Stehst Du auch manchmal am Fenster und schreist die Wolken an? :D
 
areiland schrieb:
Naja, ich sehe es auch so wie @Caramon2. Sobald OSe aufgehübscht und mit noch mehr bonbonbunten Akzenten versehen werden, steigt ihr Ressourcenbedarf an und nicht selten werden sie träger als vorher.

Ich frage mich auch, für was das UI eines OS mit farbigen Akzenten etc. versehen sein muss? Man sitzt doch nicht an seinem Rechner, um sich an hübschen bunten Fensterchen zu ergötzen, sondern um die Inhalte dieser Fenster zur Kenntnis zu nehmen und zu bearbeiten.
Naja, ich verstehe deinen Punkt muss aber bekennen das für mich zu einer angenehmen Benutzererfahrung dann doch immer auch etwas eyecandy gehört.
Das schöne an Linux ist aber doch das für fast jeden eine akzeptable DE existiert.

Caramon2 schrieb:
Ich meinte das ganz allgemein: Wenn ich irgendwozu lese, dass die Oberfläche "modernisiert" wurde, klingeln bei mir die Alarmglocken - und das meisten zurecht.

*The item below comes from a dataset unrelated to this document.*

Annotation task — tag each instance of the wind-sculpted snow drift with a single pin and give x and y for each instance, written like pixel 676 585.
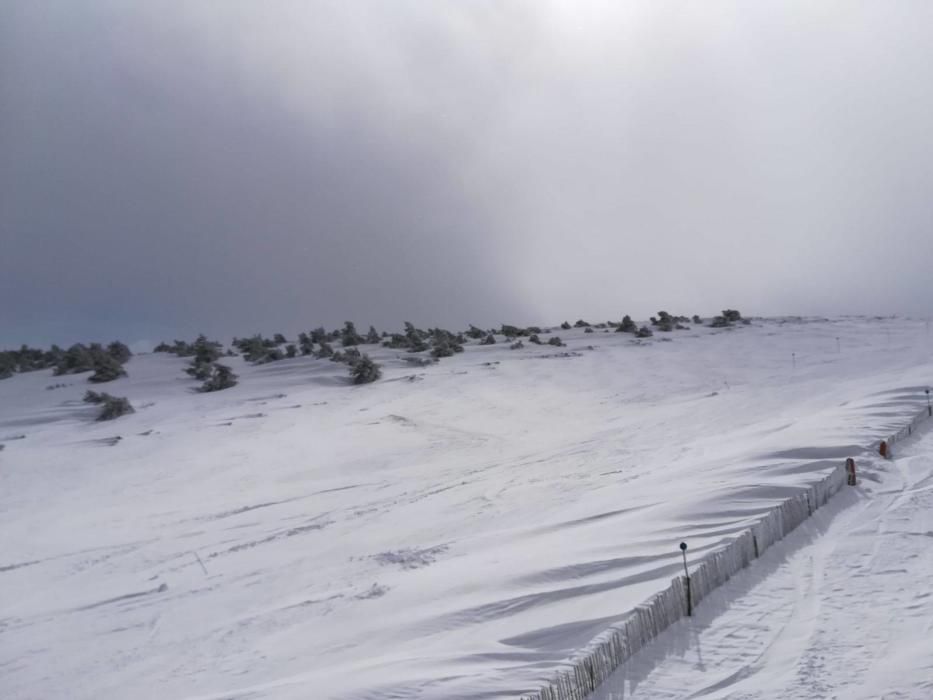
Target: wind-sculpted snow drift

Gnome 3 ist spätestens seit diesem Erlebnis bei mir aber auch vollkommen unten durch:

Den gleichen Mist mit den zusammenhängenden Fenstern hatte ich inzwischen auch bei anderen "modernen" GNOME-Apps.

Wieso machen die das? Das ist total unpraktisch!

Mein Fazit damals:

Beweisführung abgeschlossen. :)

Natürlich ist das nur meine persönliche Meinung. Wenn obiges für dich okay ist, habe ich überhaupt nichts dagegen. Ich will damit niemanden angreifen und bleibe einfach beim Systemmonitor und "Laufwerke" von Gnome 40. Da waren die Sachen noch i. O.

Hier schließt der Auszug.